Published: Sept. 10, 2019

Jorge Poveda

Department of Electrical, Computer, and Energy Engineering; University of Colorado Boulder

Real-Time Optimization with Robustness and Acceleration via Hybrid Dynamical Systems and Averaging Theory 

In this talk we will discuss robust and accelerated zero-order algorithms for the solution of black-box optimization problems in dynamical systems. In particular, we will introduce a family of novel derivative-free dynamics that can be universally modeled as singularly perturbed hybrid dynamical systems with resetting mechanisms. From this family of dynamics, we synthesize four algorithms designed for convex, strongly convex, constrained, and unconstrained zero-order optimization problems.
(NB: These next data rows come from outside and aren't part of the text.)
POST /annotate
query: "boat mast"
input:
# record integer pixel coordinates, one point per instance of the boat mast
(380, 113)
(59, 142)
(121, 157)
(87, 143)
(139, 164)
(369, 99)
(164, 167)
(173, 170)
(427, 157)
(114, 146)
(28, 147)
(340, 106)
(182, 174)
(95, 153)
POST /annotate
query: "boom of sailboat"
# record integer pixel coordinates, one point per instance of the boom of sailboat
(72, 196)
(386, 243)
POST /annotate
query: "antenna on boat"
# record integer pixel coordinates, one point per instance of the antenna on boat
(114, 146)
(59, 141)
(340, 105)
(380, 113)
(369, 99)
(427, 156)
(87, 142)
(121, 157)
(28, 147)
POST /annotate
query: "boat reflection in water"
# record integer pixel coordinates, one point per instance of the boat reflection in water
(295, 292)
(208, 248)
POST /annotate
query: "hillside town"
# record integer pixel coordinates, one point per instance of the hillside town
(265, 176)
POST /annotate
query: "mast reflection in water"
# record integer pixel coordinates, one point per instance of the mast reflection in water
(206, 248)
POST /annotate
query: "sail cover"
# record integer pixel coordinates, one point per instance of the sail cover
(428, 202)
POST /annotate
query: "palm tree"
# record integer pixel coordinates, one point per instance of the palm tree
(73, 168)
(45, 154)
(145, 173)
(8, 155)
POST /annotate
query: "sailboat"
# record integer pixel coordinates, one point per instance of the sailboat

For each case, we establish semi-global practical asymptotic or exponential stability results, and we show how to construct well-posed discretized algorithms that retain the main properties of the algorithms. Given that existing averaging theorems for singularly perturbed hybrid systems are not directly applicable to our setting, we derive a new averaging theorem that relaxes some of the existing assumptions required to apply averaging theory in hybrid systems. This allows us to make a clear link between the $\mathcal{K}\mathcal{L}$ bounds that characterize the rates of convergence of the average system and the original algorithms. We also show that our results are applicable to non-hybrid zero-order dynamics modeled as ODEs, thus providing a unifying framework for hybrid and non-hybrid zero-order dynamics. The performance of the algorithms will be illustrated via numerical examples. Potential extensions to game-theoretic and multi-agent settings will also be discussed.

Speaker Bio: Prof. Jorge I. Poveda received in 2016 and 2018 the M.Sc. and Ph.D. degrees in Electrical and Computer Engineering from the University of California at Santa Barbara. He is an Assistant Professor in the Department of Electrical, Computer, and Energy Engineering at the University of Colorado, Boulder. Before joining CU, he was a Postdoctoral Fellow at Harvard University in 2018, and a Research Intern at the Mitsubishi Electric Research Laboratory during the summers of 2017 and 2016. He was a Best Student Paper Award finalist at the 2017 IEEE Conference on Decision and Control. His research interests lie a the intersection of adaptive control, game theory, and hybrid dynamical systems theory, with applications in optimization and control of cyber-physical systems.